For marginal fields the production flowrate is often in the region of 2,000-8,000 bbl/day of oil with expected water cuts starting below 10% and rising to over 50% after several years of production. Owing to limitations in tie-back facilities there are situations where gas break-out in the metering stream can occur (due to insufficient static head). This can result in 3-phase flow through the measurement point which is known to increase the error and uncertainty of measurement. In order to meet the measurement uncertainty requirements a new method has been developed that corrects the mass flow based on live measurement data, PVT models and correction curves generated from a characterisation of the meters.

After a baseline calibration, the meter is then tested in 3-phase flow to give an indication of measurement accuracy and repeatability under these conditions. Correction curves are then generated to correct the meters performance with various quantities of gas and water present. From recent tests, the results from the baseline calibration of the meters showed excellent performance in terms of accuracy and repeatability. During the characterisation tests, large errors were present but these were found to be very repeatable for higher flowrates and corrections could easily be applied. At lower flowrates the Coriolis meters were less repeatable.
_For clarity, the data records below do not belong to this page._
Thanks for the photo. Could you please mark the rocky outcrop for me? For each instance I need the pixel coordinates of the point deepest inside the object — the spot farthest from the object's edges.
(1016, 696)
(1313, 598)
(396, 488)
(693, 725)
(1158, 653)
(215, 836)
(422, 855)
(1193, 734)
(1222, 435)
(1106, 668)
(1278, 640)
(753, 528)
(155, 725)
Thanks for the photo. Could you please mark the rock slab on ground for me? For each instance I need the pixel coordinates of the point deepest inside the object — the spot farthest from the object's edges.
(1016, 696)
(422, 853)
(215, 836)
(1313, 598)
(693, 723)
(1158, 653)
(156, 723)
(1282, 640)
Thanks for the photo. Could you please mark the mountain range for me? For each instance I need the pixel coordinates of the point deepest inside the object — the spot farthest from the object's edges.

This paper will discuss the role of allocation meters in the development of marginal fields and provides a case study on a new method of using single phase flow meters under 3-phase conditions. To the author's knowledge, this method has not been used before and represents a novel use of commercial equipment. The paper will describe the measurement process and discuss the additional sources of uncertainty involved in the process. The paper will end with recommendations for future developments in the region to maximise production and lower costs associated with measurement equipment.